Events surrounding the assassination of Iranian Gen. Qassem Soleimani, the head of the Islamic Revolutionary Guard Corps Quds Force, at the beginning of the year have made clear Iraq’s fragile economic and geopolitical situation. Three years ago, Baghdad and Washington fought a fierce war against ISIS to combat the threat of international terrorism. Today, in the wake of the Soleimani assassination and its aftermath, this close relationship is now at risk of withering. In the foreground, Iraq’s energy sector has been thrown under the spotlight as Washington presses Baghdad to take swift action to ensure its “energy independence” from Iran.

Energy sector challenges

Iraq’s energy endowment, despite being the cash cow for financing the economy, is also the country’s Achilles’ heel. It contributes 60 percent of GDP, 99 percent of export revenues, and more than 90 percent of the government’s fiscal budget. This vulnerability has been exacerbated by the recent oil price collapse. Iraq’s 2020 draft budget revenues are based on a price of $56 per exported barrel with a planned deficit of 30 percent. As a price war intensifies in the oil market, the country may find itself incapable of sustaining public payroll and spending at $30 per barrel. For the last five years, Iraq has been running deficits with operating expenditures making up 75 percent of total expenses. As a result, the country may need to adopt harsh austerity measures to compensate.

Since 2003, when the Saddam Hussein regime fell, officials have failed to produce a national strategy to diversify Iraq’s economy away from oil or support the growth of the private sector.
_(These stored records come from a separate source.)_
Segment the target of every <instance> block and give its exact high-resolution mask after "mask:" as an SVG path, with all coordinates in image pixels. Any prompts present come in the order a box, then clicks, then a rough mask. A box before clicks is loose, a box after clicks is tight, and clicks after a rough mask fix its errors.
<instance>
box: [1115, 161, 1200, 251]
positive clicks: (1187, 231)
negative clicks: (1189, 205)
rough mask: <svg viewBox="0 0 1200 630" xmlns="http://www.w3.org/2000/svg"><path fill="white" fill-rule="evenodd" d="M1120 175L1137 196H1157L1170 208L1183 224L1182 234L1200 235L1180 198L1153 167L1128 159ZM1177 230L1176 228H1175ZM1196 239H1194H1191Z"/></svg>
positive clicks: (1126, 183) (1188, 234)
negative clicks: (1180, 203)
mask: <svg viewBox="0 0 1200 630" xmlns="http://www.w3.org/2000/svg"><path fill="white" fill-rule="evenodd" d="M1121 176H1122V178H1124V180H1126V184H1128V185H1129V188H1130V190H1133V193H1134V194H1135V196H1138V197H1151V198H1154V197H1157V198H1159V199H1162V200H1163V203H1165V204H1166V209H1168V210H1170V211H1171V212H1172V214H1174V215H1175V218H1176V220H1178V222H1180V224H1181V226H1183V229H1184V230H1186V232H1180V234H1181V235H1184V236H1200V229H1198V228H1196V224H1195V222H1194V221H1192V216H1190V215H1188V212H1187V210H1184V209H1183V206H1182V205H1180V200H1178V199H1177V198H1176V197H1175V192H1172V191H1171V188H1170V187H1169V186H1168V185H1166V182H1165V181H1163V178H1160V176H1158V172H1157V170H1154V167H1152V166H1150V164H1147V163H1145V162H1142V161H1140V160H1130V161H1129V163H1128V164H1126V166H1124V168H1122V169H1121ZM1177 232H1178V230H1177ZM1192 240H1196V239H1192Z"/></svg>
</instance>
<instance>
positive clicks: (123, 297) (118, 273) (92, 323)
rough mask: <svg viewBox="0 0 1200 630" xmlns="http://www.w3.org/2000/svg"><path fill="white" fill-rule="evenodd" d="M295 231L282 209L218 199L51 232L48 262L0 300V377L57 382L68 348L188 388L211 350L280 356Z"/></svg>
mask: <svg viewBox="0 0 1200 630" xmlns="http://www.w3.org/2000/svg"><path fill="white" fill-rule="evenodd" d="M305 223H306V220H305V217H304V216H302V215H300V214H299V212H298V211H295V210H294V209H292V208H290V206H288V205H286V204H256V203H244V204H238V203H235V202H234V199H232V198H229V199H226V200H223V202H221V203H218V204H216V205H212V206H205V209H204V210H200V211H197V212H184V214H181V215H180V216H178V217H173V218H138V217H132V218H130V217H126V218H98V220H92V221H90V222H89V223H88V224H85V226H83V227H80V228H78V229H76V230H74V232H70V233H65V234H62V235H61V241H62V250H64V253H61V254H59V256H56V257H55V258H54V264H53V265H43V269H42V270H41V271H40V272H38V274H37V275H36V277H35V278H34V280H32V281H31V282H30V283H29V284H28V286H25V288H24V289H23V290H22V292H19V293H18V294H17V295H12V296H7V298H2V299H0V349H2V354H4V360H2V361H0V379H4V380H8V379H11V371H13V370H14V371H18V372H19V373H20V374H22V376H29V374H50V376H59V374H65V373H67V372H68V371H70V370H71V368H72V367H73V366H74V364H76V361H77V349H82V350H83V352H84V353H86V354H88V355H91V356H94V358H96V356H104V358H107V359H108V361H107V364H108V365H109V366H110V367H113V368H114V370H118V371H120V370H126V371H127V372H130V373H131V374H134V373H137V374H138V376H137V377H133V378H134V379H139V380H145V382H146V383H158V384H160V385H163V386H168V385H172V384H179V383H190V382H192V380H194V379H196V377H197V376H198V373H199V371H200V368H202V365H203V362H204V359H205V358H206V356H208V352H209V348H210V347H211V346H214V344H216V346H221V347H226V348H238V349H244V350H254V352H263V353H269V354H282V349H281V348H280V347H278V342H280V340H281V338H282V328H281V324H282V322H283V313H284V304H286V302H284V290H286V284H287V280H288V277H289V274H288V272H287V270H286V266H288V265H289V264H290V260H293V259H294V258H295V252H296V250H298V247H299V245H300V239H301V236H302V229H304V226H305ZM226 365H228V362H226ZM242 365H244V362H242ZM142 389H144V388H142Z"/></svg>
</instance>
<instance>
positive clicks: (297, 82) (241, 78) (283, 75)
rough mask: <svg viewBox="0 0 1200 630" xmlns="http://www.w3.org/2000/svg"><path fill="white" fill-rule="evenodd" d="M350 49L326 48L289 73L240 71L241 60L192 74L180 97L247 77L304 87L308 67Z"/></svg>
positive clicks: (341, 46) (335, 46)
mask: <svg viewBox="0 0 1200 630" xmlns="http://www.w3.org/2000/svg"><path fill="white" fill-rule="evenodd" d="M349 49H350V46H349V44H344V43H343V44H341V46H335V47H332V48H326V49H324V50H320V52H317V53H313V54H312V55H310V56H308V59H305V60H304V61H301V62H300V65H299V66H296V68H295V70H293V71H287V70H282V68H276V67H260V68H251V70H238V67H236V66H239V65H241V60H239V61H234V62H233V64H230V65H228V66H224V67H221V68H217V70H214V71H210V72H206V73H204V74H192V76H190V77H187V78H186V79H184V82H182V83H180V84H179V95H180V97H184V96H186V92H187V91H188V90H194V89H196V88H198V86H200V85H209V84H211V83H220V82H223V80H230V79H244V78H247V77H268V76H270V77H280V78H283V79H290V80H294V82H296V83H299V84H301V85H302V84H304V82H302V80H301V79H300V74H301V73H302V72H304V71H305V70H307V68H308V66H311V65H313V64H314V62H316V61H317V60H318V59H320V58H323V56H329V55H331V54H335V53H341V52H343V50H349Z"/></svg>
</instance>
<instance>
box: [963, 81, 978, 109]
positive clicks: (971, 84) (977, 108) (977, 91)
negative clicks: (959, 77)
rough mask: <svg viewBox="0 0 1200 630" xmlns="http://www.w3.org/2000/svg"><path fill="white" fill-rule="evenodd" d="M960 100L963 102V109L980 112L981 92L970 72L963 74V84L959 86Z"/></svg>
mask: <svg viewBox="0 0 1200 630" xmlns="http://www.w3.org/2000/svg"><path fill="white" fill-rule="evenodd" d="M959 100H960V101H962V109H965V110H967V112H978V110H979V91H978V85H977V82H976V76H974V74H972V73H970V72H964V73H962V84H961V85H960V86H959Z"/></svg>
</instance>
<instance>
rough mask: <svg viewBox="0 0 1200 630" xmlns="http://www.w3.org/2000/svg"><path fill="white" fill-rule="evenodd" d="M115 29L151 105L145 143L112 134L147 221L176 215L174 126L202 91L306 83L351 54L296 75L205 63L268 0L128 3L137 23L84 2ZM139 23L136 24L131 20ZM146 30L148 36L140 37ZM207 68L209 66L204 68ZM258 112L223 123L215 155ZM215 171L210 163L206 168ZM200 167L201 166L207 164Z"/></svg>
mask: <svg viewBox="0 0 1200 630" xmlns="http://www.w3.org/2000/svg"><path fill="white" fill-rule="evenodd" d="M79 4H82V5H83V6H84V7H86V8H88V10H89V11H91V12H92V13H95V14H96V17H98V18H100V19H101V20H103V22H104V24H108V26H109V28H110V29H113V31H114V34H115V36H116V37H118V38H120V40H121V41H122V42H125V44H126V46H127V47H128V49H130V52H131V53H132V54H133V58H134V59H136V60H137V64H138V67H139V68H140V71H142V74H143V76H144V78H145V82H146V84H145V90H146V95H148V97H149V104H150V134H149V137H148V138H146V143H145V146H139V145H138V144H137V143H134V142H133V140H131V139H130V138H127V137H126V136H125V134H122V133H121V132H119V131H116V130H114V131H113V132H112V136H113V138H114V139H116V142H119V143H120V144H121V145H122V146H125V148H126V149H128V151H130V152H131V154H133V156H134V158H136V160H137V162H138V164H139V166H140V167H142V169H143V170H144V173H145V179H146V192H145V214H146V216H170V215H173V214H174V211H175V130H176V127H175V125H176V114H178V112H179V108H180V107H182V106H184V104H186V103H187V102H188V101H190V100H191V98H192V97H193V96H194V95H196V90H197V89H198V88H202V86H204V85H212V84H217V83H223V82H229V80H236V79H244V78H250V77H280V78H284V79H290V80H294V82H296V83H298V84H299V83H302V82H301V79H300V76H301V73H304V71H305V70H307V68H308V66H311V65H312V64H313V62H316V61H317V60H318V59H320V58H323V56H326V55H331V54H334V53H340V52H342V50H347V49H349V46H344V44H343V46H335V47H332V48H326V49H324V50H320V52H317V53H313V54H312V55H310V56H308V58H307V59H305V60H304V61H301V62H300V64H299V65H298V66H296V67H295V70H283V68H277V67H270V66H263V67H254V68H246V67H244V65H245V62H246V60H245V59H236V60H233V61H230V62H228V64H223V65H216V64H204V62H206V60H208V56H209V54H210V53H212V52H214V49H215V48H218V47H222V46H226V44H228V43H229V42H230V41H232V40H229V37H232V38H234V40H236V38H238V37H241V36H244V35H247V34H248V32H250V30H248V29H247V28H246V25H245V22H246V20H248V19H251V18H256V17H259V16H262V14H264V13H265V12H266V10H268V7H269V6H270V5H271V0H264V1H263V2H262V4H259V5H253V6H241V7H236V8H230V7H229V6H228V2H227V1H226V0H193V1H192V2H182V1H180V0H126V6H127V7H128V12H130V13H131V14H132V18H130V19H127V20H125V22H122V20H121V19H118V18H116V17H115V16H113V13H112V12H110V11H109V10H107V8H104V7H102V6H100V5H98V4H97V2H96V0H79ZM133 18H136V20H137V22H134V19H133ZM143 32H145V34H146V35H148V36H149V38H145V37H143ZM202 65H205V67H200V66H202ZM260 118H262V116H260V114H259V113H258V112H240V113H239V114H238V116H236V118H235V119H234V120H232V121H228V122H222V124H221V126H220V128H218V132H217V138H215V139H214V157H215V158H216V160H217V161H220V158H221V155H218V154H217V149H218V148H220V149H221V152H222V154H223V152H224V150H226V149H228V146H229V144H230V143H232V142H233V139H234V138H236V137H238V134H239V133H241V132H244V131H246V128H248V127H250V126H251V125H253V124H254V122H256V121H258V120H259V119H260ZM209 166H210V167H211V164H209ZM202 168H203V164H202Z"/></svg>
Furthermore, the cumulative effect of years of war, sanctions, terrorism, and mismanagement has made Iraq a net importer of refined petroleum products and natural gas. The latter has become a point of contention with the United States, as Iran enjoys a first-mover advantage by exporting up to 1,200 million standard cubic feet of natural gas per day (scf/d). Additionally, Iran provides around 1,200 megawatts (MW) of electricity during the hot summer months, when the demand for power peaks. While unprecedented strides were made last year, with Basra and other southern provinces being provided with an average of nearly 24 hours of power a day, the electricity sector still suffers from a supply-to-peak-demand deficit of 6,000 MW in the summer, according to analysis from the Iraq Energy Institute (IEI).